Now, during the day I still teach art, although it’s all graphic and web design- but I’m a potter at night, on weekends, and holidays. Potter’s hands take a lot of abuse from having them in water, not to mention the sanding effect of the grog in the clay, and the incredible drying effect of stoneware on the skin. So, to keep my hands ready to wedge pounds of clay, plunge into buckets of water, and grind over grog-filled stoneware on the potter’s wheel, today I follow my own rules and regulations about short fingernail length and polish-free nails.

 

PVC Photo booth

Setting up the photo booth was easy once I saw that post about using PVC pipe to create the structure.

Using my chop saw made quick work of cutting the pipe to the dimensions I needed; the 3-way fittings and elbows worked great to not only build the box but to make it stable. I draped a few yards of muslin over the top and sides, then stood a piece of matt board at the back. I ran a roll of tracing paper across the ‘floor’ of the booth and up and over the matt board – folded the paper over the top of the board to hold it securely in place, then left the paper uncut on the roll in the front of the booth so it could easily be replaced as needed. With a lamp placed outside the muslin ‘wall’ I was ready to shoot some pottery images. The whole task took about 20 minutes from start to finish. An added benefit is that the PVC is very lightweight which will make it easy to move and quick to disassemble and reassemble should I ever need to do so.

Pining for Porcelain

Lately I’ve been considering pottery work with porcelain. Mostly because the translucent characteristic of this clay body lends itself to all sorts of interesting outcomes. It’ll be trial and error for a while I’m sure, but therein lies the joy. Curiosity for how this medium will respond to various hand-building, printing, and wheel throwing techniques serves as the driving force.

The porcelain arrived quickly from the Ceramic Shop (Philadelphia, PA), so I tore open the box to check it out. From the outside of the bag the clay felt a little stiff, but from what I understand from YouTube videos, once the clay is well wedged, it softens up. I was careful to wash the surfaces, tools, sponges, buckets, and anything else that had previously come into contact with stoneware. Again, a YouTube video recommended washing tools, etc. so that no iron bits would contaminate the porcelain clay body.

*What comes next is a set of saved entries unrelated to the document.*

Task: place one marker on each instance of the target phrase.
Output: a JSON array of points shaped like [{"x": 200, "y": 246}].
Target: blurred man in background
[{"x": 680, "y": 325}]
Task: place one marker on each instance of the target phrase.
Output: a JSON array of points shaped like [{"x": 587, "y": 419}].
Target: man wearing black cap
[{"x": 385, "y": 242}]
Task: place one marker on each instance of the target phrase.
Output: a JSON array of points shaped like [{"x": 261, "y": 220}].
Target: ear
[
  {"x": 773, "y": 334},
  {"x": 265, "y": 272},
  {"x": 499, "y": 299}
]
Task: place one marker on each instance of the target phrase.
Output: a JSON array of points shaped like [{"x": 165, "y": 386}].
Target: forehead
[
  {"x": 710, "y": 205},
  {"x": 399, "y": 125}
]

I used a brand-new wire cutting tool and wedged the porcelain on a heavy piece of clean cardboard, since my bamboo wedging table’s surface was thoroughly embedded with stoneware from previous wedging. With only a pound or so, tried throwing a little vessel with a tiny spout. The clay handled nicely, was very easy to center and form – left the bottom a bit thicker for trimming a nice foot. Next, I threw a little one pound bowl and tried to make the walls as thin as I could without risking collapse. Again, I kept the base thicker so I could trim a deep foot.